Entonces sólo tenía veinte años. A esa edad es posible mentir, incluso mentirse a sí misma, con mayor seguridad y confianza. En realidad, ya hacía mucho tiempo, mucho antes de mi nacimiento, que el sistema horario europeo había llegado a Groenlandia. Llegó con los horarios de apertura y cierre de la Compañía Mercantil de Groenlandia, los plazos de pago, los oficios eclesiásticos y el trabajo remunerado.

Intenté golpear el reloj con un mazo. Quedaron marcas en el mazo, por lo que he tenido que rendirme. Ahora me limito a tirarlo al suelo de un manotazo y allí se queda cantando, inmutable y electrónico, ahorrándome así el mal trago de tener que presentarme en el puente sin haberme lavado la cara con agua fría y sin haberme pintado los ojos.

Son las 2:30. Nos encontramos en el norte del océano Atlántico, en medio de la noche. Alrededor de las 22 horas, la voz de Lukas, sin previo aviso, excepción hecha de un verde destello solitario, ha salido del intercomunicador que hay encima de mi cama. Ha sido como una pequeña invasión en mi pequeño habitáculo.

– Jaspersen. Tendrá que servir café en el puente a las tres de la mañana.
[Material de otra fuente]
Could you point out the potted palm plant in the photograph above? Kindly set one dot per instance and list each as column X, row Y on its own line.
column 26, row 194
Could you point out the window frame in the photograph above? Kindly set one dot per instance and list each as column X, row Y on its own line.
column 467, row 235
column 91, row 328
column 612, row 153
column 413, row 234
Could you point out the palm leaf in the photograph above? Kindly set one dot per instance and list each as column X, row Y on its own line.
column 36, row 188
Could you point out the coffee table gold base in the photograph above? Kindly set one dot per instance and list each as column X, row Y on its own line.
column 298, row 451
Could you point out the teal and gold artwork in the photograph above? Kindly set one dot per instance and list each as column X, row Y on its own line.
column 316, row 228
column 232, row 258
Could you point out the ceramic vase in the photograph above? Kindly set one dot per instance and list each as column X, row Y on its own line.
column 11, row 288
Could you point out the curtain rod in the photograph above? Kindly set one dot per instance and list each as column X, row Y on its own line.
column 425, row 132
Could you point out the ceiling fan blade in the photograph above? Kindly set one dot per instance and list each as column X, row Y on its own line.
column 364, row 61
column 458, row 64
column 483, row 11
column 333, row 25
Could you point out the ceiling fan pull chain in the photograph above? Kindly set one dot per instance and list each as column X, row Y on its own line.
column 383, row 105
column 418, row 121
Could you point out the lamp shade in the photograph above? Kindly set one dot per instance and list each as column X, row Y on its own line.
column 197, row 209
Hasta que el despertador no choca contra el suelo no se pone en marcha. Me he despertado por mí misma. Despertada por la sensación de una actividad atípica. Han sido suficientes las veinticuatro horas pasadas a bordo para que el ritmo del Kronos se convirtiera en el mío. Un barco en el mar es silencioso de noche. Naturalmente, la máquina da sacudidas, las olas tendidas y altas lamen los costados del barco y, de vez en cuando, la proa rompe un bloque de cincuenta toneladas de agua, transformándolo en un fino polvo líquido. Pero, sin embargo, son rumores regulares y, cuando éstos se repiten las suficientes veces, se convierten en silencio. Sobre el puente, las guardias se van relevando, en algún lugar, un reloj da las horas. Pero los hombres duermen.
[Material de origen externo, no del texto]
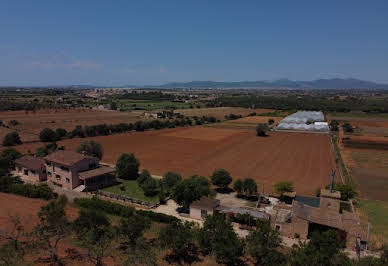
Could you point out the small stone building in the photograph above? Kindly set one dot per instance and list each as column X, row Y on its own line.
column 31, row 168
column 204, row 206
column 300, row 220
Este decorado se ve ahora enturbiado por la agitación. Se oyen las pisadas de botas en los pasillos, puertas que se cierran estrepitosamente, voces, ruidos que salen de los altavoces y un lejano zumbido de los cabrestantes hidráulicos.
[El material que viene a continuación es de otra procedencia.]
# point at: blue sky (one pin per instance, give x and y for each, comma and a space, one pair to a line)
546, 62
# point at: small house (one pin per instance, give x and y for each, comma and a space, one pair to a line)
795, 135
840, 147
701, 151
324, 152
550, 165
De subida al puente de mando, saco la cabeza a la cubierta. Está a oscuras. Oigo pasos y voces pero no hay ninguna luz encendida. Me adentro en la oscuridad.

No llevo ropa de abrigo. La temperatura está cerca de los cero grados, el viento sopla de popa y el cielo está encapotado y amenazante. El oleaje no se hace visible hasta que no rompe contra los costados pero, sin embargo, los senos de las olas parecen tan largos como campos de fútbol. La cubierta está lisa y pringosa por el agua salada. Me pongo al abrigo de la regala, en parte por el frío y el viento y en parte para, en la medida de lo posible, evitar ser vista.

Cerca de la lona que cubre el LMC, paso junto a una silueta en la oscuridad. De proa llega una luz débil. Proviene de la bodega de proa. Las tapas han sido retiradas y han colocado una barandilla alrededor del agujero. Desde las dos plumas de popa del puntal de proa corren dos cables que se adentran en la abertura. Por encima de la barandilla, a proa y a popa, hay un cabo grueso de nailon. No se ve a nadie.

La bodega es sorprendentemente profunda y está iluminada por cuatro fluorescentes, uno en cada mamparo. Diez metros más abajo, sobre la tapa de un enorme contenedor de metal, está sentado Verlaine. En cada una de las esquinas del contenedor han colocado un receptáculo de fibra de vidrio blanco que recuerda a los que suelen contener los botes salvavidas hinchables.